I'm at my wits end here, everything seems to indicate what I'm doing should work, yet it's not.
I have Azure firewall logs feeding in through a storage account using the Microsoft Cloud Services app. These come in as standard JSON, which is being extracted fine by Splunk. There is a nested field in the JSON, "properties.msg", that has the actual firewall log message including source/destination information, IPs/ports, whether it was allowed/denied, and what firewall rule was referenced.
For reference, this thread discusses a nearly similar case/problem -https://community.splunk.com/t5/Splunk-Search/Azure-Firewall-Log-Field-Extraction-Help/m-p/411148
The added wrinkle I have is that I am trying to get the fields extracted to work with CIM data models, not just get the extractions as results from a search. This honestly seemed easy enough, but for some reason none of my field extractions are working.
Here are some facts/things I have tried
I honestly don't get how I can see the regex working in the Field Extractor, hit 'Save', see it saved in the configurations, but not extract fields.
EDIT:
Sample _raw log (more in updated link posted above)

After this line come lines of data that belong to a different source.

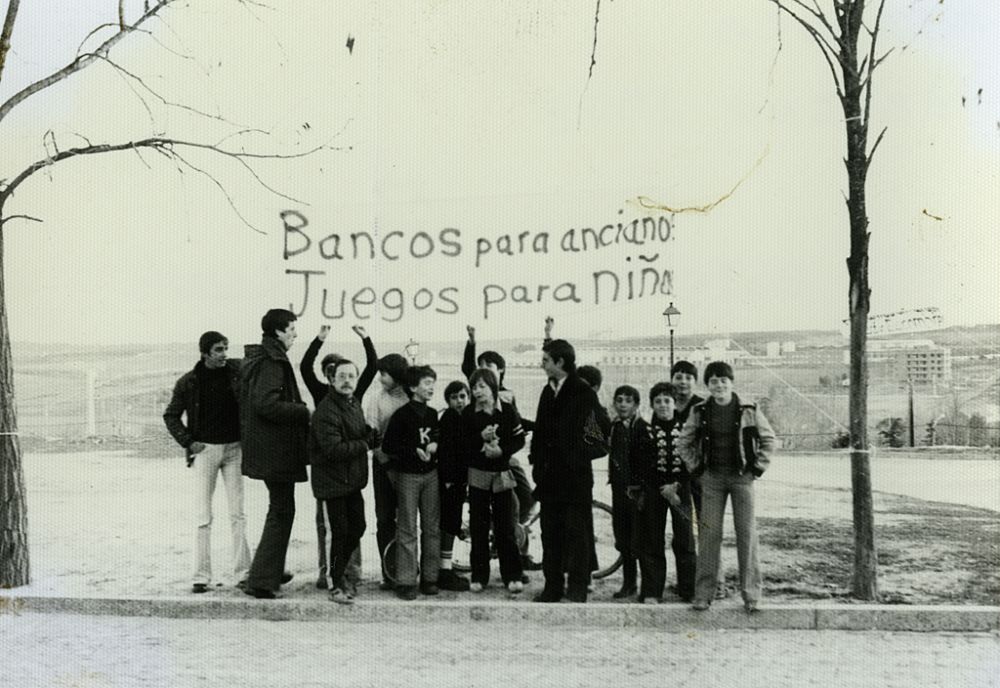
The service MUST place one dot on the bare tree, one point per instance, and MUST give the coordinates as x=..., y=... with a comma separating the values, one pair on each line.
x=847, y=39
x=14, y=559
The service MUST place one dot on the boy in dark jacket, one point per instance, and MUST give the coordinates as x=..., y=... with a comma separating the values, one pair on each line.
x=338, y=452
x=729, y=443
x=667, y=490
x=411, y=444
x=453, y=474
x=274, y=423
x=318, y=389
x=629, y=440
x=493, y=435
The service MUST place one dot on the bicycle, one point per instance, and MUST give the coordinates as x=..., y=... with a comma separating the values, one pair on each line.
x=604, y=544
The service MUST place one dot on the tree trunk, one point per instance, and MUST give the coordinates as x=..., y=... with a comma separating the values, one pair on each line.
x=14, y=566
x=865, y=583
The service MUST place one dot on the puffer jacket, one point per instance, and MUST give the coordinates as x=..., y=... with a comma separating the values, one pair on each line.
x=338, y=447
x=756, y=439
x=274, y=420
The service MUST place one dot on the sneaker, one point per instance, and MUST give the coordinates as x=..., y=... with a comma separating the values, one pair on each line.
x=406, y=592
x=449, y=580
x=625, y=592
x=340, y=597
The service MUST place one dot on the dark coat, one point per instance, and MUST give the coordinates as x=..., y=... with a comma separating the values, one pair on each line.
x=186, y=399
x=273, y=418
x=338, y=447
x=559, y=456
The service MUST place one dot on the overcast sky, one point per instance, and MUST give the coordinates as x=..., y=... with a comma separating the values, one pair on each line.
x=480, y=118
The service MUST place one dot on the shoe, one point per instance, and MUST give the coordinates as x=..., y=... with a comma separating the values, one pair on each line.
x=340, y=597
x=529, y=564
x=625, y=592
x=406, y=592
x=260, y=593
x=449, y=580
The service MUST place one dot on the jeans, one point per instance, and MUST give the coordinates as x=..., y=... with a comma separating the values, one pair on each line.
x=417, y=494
x=215, y=459
x=269, y=560
x=716, y=487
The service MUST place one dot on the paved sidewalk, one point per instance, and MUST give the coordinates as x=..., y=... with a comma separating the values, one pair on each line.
x=85, y=651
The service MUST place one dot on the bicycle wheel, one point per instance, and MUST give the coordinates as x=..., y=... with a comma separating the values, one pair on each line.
x=609, y=559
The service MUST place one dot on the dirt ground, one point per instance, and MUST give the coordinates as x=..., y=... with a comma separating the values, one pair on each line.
x=118, y=521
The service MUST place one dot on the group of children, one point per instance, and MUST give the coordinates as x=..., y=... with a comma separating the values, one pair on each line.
x=684, y=463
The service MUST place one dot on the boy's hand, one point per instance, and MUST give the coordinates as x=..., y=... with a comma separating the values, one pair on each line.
x=669, y=493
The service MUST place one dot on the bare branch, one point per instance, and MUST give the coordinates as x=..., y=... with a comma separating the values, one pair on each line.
x=79, y=63
x=829, y=54
x=8, y=29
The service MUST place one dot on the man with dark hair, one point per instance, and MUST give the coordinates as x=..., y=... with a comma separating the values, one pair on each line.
x=275, y=425
x=564, y=478
x=211, y=438
x=391, y=396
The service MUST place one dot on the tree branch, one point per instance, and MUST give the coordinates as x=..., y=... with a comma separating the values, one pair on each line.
x=829, y=54
x=8, y=29
x=77, y=64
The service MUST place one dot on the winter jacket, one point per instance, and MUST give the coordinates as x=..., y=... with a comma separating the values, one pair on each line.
x=186, y=398
x=338, y=447
x=273, y=418
x=411, y=427
x=756, y=439
x=509, y=432
x=560, y=458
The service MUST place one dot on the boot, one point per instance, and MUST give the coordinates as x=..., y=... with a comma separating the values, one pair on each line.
x=628, y=588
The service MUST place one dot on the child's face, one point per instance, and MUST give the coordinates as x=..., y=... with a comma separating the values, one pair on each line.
x=683, y=383
x=625, y=406
x=721, y=389
x=481, y=392
x=663, y=406
x=345, y=380
x=458, y=401
x=424, y=391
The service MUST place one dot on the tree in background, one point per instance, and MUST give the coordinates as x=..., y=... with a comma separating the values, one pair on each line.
x=14, y=560
x=847, y=38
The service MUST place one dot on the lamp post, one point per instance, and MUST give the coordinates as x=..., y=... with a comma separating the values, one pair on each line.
x=412, y=349
x=671, y=314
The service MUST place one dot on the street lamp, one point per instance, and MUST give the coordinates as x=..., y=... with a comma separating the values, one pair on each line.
x=412, y=349
x=671, y=314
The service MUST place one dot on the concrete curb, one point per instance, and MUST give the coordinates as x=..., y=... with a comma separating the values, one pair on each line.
x=667, y=617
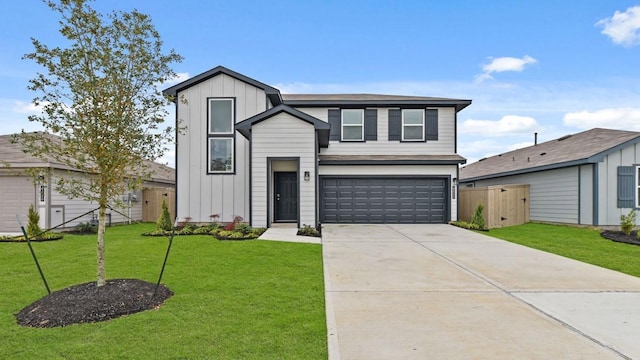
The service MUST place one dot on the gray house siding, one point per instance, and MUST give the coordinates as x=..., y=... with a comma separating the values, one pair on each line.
x=554, y=193
x=199, y=194
x=586, y=194
x=609, y=212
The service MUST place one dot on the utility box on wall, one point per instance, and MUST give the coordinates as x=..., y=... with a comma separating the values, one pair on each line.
x=504, y=205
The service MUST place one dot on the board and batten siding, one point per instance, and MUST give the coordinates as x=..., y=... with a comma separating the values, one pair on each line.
x=608, y=211
x=282, y=136
x=445, y=145
x=554, y=193
x=398, y=170
x=200, y=195
x=17, y=193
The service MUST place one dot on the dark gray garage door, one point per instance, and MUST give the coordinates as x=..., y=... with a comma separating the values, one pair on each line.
x=384, y=200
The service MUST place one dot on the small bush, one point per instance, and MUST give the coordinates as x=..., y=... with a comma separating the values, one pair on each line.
x=33, y=229
x=188, y=229
x=308, y=230
x=477, y=220
x=164, y=221
x=85, y=228
x=628, y=222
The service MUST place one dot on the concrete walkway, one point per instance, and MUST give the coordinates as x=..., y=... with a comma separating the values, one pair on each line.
x=441, y=292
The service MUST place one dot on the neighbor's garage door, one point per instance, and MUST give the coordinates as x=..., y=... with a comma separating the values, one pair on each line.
x=16, y=194
x=384, y=200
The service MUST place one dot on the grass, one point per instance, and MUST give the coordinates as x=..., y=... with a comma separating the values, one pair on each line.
x=233, y=299
x=577, y=243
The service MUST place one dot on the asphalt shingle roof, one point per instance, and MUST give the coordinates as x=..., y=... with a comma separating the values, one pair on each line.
x=12, y=156
x=582, y=147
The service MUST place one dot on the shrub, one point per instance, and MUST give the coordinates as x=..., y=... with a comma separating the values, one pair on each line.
x=308, y=230
x=243, y=228
x=188, y=229
x=477, y=220
x=85, y=228
x=164, y=221
x=628, y=222
x=33, y=229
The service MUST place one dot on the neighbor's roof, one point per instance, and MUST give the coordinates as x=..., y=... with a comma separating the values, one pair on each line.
x=370, y=99
x=12, y=157
x=586, y=147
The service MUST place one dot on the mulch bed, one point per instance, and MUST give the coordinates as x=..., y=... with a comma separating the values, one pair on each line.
x=86, y=303
x=619, y=236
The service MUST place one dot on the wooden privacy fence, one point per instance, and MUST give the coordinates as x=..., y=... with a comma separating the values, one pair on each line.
x=504, y=205
x=152, y=203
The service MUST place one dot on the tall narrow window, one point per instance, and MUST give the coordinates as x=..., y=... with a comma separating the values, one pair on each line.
x=221, y=135
x=352, y=125
x=638, y=186
x=412, y=125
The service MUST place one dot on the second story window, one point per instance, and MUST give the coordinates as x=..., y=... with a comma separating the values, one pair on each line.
x=221, y=136
x=352, y=125
x=412, y=125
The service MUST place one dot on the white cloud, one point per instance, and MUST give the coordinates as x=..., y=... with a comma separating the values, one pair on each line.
x=623, y=27
x=503, y=64
x=613, y=118
x=21, y=107
x=508, y=125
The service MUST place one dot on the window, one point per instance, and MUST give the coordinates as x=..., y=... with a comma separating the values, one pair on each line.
x=220, y=155
x=221, y=116
x=352, y=125
x=638, y=186
x=413, y=125
x=221, y=135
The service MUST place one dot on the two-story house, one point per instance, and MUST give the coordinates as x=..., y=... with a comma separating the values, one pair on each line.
x=250, y=151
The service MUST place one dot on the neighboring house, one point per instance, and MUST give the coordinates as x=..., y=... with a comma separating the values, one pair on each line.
x=18, y=191
x=250, y=151
x=588, y=178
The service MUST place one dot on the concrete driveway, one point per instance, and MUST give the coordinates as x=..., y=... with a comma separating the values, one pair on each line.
x=441, y=292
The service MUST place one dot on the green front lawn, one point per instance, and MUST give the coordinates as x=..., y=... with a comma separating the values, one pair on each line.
x=233, y=299
x=582, y=244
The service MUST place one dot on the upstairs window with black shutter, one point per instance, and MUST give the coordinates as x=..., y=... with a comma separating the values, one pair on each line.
x=355, y=125
x=413, y=125
x=352, y=125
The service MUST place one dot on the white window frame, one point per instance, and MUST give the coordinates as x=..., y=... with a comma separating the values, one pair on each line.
x=343, y=125
x=637, y=187
x=414, y=125
x=213, y=136
x=211, y=101
x=230, y=167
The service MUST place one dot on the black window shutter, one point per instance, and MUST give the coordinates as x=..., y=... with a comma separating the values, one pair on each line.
x=626, y=187
x=334, y=122
x=395, y=125
x=431, y=128
x=371, y=124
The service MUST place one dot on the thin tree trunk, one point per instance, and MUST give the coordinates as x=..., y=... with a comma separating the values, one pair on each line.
x=101, y=227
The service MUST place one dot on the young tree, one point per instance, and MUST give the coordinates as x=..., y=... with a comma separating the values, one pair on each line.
x=100, y=99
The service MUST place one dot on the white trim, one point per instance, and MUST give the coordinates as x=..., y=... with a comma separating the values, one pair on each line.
x=414, y=125
x=231, y=121
x=637, y=186
x=343, y=125
x=229, y=167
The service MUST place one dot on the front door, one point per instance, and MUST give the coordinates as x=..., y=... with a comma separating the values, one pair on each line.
x=286, y=196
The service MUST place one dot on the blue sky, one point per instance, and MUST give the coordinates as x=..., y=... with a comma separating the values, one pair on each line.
x=552, y=67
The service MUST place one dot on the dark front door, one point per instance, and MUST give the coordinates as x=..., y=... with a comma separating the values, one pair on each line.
x=286, y=196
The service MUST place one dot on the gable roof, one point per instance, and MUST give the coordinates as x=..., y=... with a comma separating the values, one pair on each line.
x=272, y=93
x=321, y=127
x=13, y=157
x=323, y=100
x=589, y=146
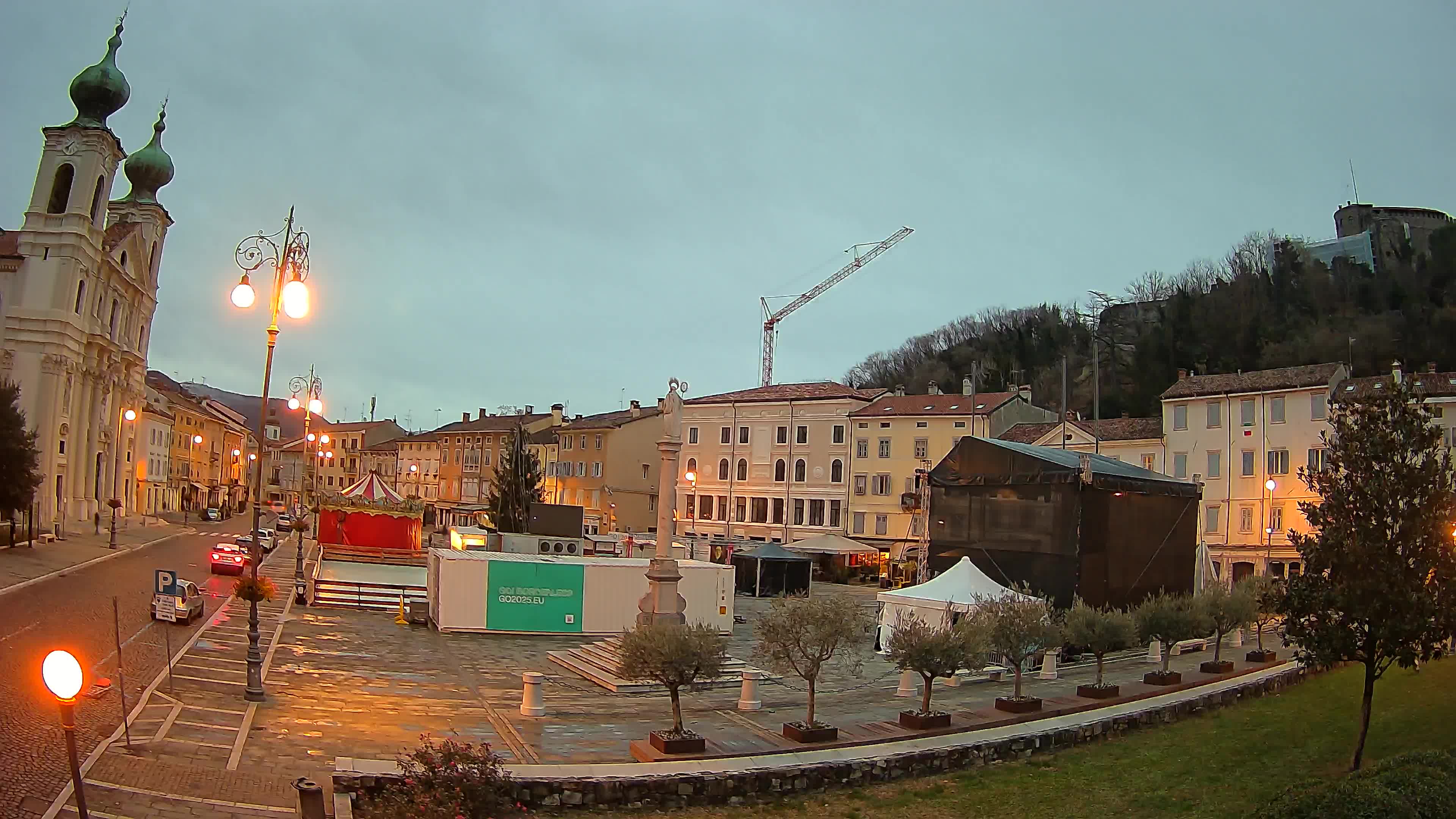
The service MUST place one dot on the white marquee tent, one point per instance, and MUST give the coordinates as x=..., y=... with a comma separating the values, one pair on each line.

{ "category": "AzureFirewallApplicationRule", "time": "2021-05-04T15:41:59.8967610Z", "resourceId": "/SUBSCRIPTIONS/REDACTED/RESOURCEGROUPS/REDACTED/PROVIDERS/MICROSOFT.NETWORK/AZUREFIREWALLS/SOMEFW", "operationName": "AzureFirewallApplicationRuleLog", "properties": {"msg":"HTTPS request from 192.168.0.1:8888 to subdomain.x99.blob.storage.azure.net:443. Action: Allow. Rule Collection: AllowOutbound. Rule: AllowOutbound-AA-AA-A"}}
{ "category": "AzureFirewallApplicationRule", "time": "2021-05-04T15:41:58.6369780Z", "resourceId": "/SUBSCRIPTIONS/REDACTED/RESOURCEGROUPS/REDACTED/PROVIDERS/MICROSOFT.NETWORK/AZUREFIREWALLS/SOMEFW", "operationName": "AzureFirewallApplicationRuleLog", "properties": {"msg":"HTTPS request from 192.168.0.1:8888 to subdomain.x99.blob.storage.azure.net:443. Action: Allow. Rule Collection: AllowOutbound. Rule: AllowOutbound-AA-AA-A"}}
{ "category": "AzureFirewallNetworkRule", "time": "2021-05-07T15:05:59.8277330Z", "resourceId": "/SUBSCRIPTIONS/REDACTED/RESOURCEGROUPS/REDACTED/PROVIDERS/MICROSOFT.NETWORK/AZUREFIREWALLS/SOMEFW", "operationName": "AzureFirewallNetworkRuleLog", "properties": {"msg":"TCP request from 192.168.0.1:8888 to 8.8.8.8:8888. Action: Deny. "}}
Regex
\"(?<protocol>\w+)\s[rR]equest\D+(?<src>[^\:]+)\:(?<src_port>\d+) to (?<dest>[^\:]+)\:((?<dest_port>\d+))?\.\sAction\: (?<action>\w+)\.(?: Rule Collection\: (?<cat>\w+)\. Rule\: (?<rule>[^\"]+))?
Hi,
Is it possible you to provide some sample data (Please redact any sensitive data) and also provide regex which you are using.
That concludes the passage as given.